Digital wallets & AI threats to reshape ID security

Digital identity specialists expect 2026 to bring rising adoption of digital wallets and decentralised identity, alongside a shift in cybersecurity towards continuous monitoring of human and machine identities as organisations grapple with AI-driven threats.

Executives at Ping Identity said digital ID schemes and autonomous AI agents will reshape how organisations think about trust, risk and security over the next year.

The comments come as governments and businesses extend digital identity infrastructure and as security teams respond to a rapid increase in AI-enabled cyber attacks.

Digital wallets

Countries across Europe, Asia and the Americas are rolling out digital ID frameworks. Financial services, travel and public sector services now frequently rely on smartphone-based credentials.

Alex Laurie, GTM CTO at Ping Identity, said public anxiety around identity theft will remain high as these systems expand.

"The use of digital wallets and digital identification will continue to accelerate globally next year. However, as governments and organisations expand these systems, the risk of social engineering scams will remain a significant concern.

"With AI enabling hyper-realistic phishing attempts, fake payment portals and government gateways, identity theft fears will only intensify – and with 76% of Brits already concerned, awareness is critical.

"Decentralised identity offers a solution. By using verifiable credentials with selective disclosure, individuals can retain control of their personal data while governments and organisations can securely issue and authenticate digital identities. This cryptographic verification and data minimisation method will become more widely adopted in the year ahead, combating advanced social engineering attempts."Russ Kirby, Chief Information Security Officer, Ping Identity:

The new front line is 'Identity at Runtime'

Russ Kirby, Chief Information Security Officer, Ping Identity, says in 2026, the traditional cyber perimeter vanishes, and the new front line is 'Identity at Runtime' – the continuous, real-time pulse of every human and machine identity within an organisation.

"The convergence of AI-driven adversaries, agentic automation, and identity-centric compromise is forcing a fundamental change. Security can no longer be based solely on who has credentials; it must be based on what they are doing right now

"Autonomous AI agents - 'agentic identities' - will continue to surge, acting like non-human employees that need their own dedicated management. Failure to treat these agents with the same strict governance as a human employee will create massive, fast-moving blind spots.

"Meanwhile, organisations will continue to battle the growing threat of 'Shadow AI' - unsanctioned AI tools.

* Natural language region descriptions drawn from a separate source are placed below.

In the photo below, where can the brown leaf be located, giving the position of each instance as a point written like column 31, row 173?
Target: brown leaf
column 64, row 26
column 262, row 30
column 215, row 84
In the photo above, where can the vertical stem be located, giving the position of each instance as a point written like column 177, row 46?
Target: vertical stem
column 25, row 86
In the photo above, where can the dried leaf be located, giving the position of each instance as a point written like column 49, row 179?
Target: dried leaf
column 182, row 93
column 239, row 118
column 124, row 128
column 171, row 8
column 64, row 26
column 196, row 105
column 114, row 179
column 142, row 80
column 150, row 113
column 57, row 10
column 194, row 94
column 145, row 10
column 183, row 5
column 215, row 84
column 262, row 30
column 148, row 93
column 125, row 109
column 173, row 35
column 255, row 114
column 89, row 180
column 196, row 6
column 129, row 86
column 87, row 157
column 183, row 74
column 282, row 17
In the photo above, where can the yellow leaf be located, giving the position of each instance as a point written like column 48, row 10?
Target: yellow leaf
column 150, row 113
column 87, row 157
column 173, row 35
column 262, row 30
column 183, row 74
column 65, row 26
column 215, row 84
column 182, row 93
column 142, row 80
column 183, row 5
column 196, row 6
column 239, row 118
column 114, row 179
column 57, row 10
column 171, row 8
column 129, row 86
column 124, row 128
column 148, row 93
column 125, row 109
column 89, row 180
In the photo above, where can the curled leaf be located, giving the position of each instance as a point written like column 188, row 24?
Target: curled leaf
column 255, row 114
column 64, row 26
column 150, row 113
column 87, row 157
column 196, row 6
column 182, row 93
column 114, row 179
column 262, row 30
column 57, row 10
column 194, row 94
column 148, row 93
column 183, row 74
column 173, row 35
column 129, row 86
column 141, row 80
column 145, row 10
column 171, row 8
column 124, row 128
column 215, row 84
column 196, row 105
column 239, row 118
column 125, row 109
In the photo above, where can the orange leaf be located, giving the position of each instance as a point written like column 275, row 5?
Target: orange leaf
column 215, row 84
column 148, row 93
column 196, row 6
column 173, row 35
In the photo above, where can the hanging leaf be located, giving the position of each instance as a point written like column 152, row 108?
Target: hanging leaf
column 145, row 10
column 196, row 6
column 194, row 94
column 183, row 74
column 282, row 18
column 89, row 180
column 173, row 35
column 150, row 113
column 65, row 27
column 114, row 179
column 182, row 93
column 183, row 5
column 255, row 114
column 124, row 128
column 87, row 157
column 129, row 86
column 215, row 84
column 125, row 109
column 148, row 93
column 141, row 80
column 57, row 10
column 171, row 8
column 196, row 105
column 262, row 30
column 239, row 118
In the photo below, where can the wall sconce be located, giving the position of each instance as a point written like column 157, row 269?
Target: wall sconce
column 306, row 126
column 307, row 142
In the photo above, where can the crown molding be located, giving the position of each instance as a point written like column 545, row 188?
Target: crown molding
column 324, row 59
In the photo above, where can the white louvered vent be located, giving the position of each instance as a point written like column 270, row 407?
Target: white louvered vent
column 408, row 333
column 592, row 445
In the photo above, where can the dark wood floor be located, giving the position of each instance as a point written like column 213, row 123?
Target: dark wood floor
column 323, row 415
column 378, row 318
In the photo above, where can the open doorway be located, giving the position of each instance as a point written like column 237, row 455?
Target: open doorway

Static controls will be no defence on these threats. Organisations must instead shift their posture to continuous identity and runtime assurance, mapping every process and workload action back to an authenticated identity. This allows defenders to detect and block malicious behaviour the instant it deviates from the norm.

"The strategic takeaway for CISOs is clear: identity is no longer a directory entry; it is a dynamic security signal. Cyber resilience in 2026 hinges on building an 'Identity-Runtime Mesh' - uniting identity, zero trust, and real-time workload security to ensure accountability and control at speed."